Otra: llevar una pájara o estar pájaro porque tienes resaca.

Mei


----------



## lforestier

aniceto said:
			
		

> como se dice"to have a hangover" he oido estar crudo, si con "o" no "a" pero tambien he oido "tener una cruda" pero cual es correcto?


 
En Puerto Rico sería "tener una resaca" 
Lo mejor es una sopa de mariscos o un caldo gallego.

Para borracho, se dice, ademas de borracho, Estar hendido. estar ebrio, estar embriagado.


----------



## Luis Hurtado

Bueno, en Guatemala se dice estoy a verga, estoy chupando, estoy bolo. Ahora lo del dia siguiente: estoy de goma, estoy de cruda, tengo resaca.


----------



## mariente

"tener una resaca"


----------



## Cubanboy

Rubns said:


> yo creo que sería más correcto decir : "tener resaca" o "tener una resaca"

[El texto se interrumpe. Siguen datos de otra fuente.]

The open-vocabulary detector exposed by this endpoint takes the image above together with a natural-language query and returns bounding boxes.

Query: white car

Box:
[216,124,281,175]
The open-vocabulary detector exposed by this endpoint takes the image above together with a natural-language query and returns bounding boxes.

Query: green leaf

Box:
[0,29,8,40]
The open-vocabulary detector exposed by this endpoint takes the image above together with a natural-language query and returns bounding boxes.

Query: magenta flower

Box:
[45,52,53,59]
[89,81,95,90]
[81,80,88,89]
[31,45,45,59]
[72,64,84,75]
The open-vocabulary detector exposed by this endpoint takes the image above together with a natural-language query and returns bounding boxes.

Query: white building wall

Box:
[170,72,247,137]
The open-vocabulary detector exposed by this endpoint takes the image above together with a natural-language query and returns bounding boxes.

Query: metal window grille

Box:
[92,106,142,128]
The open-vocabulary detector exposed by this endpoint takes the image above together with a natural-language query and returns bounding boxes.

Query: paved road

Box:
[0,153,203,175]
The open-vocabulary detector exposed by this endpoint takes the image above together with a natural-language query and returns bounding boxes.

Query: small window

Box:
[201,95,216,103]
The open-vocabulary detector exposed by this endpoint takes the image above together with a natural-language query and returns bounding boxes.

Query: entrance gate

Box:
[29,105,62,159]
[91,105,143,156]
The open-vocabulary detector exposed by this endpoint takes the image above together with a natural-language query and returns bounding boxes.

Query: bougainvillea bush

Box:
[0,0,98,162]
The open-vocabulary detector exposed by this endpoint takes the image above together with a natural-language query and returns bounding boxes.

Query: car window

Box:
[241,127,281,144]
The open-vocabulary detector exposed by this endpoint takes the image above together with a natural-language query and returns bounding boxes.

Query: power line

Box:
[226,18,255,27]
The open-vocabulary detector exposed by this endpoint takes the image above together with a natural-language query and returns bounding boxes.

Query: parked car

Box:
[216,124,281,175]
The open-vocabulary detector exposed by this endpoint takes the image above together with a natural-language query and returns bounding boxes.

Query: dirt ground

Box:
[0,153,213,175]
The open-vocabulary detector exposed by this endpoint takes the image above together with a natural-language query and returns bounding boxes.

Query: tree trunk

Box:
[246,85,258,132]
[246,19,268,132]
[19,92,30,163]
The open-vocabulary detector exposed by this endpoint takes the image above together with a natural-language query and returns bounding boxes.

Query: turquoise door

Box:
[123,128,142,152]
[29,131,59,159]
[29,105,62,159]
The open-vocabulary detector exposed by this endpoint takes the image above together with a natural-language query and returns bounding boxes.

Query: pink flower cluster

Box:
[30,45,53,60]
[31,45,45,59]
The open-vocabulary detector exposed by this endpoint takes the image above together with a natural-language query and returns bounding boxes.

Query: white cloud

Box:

Aquí también le decimos así, o la nota que cogió ayer.

Saludos.


----------



## belushi

en argentina decimos "tener resaca"
ej. tengo una resaca terrible!


----------



## Cuerdo

"estar/tener chuchaqui" en el ecaudor - es una palabra quechua


----------



## rosicler

Borderer said:


> You can say: I AM *hungover* (adjectivo) or I HAVE A *hangover *(nombre).
> 
> Se puede decir algo *is a hangover* from another era: es algo que perdura en los tiempos modernos.
> por ejemplo, cuando copias una carta o email a otra persona, se escribe ccla persona) - que son las iniciales para carbon copy. This is a *hangover* from the days of typewriters, maquinas de escribir, y el papel carbon que utilizabamos (los viejos!)) para hacer copias.
> Espero que me entendeis!


 
¡Perfecta acotación! Esto coincide con un texto en inglés que dice:
"They excuse his bad temper... as *hangovers* from his unhappy childhood"
Saludos


----------



## JoseBon

En Chile también decimos:
Estar con la caña, que hacer referencia al nombre con que se conoce al vaso en que se sirve el vino: CAÑA.


----------



## mrog

in mexico you are crudo/a


----------



## dracercroos

Inés06 said:


> En España: tener resaca
> En Méjico: tener la cruda (citando al ilustre danielfranco )
> 
> ¡Que alguien amplíe la lista, por favor!


 se dice mexico


----------



## valdo

Creo que en Chile se dice "andar con la mona"....

Saludos,


----------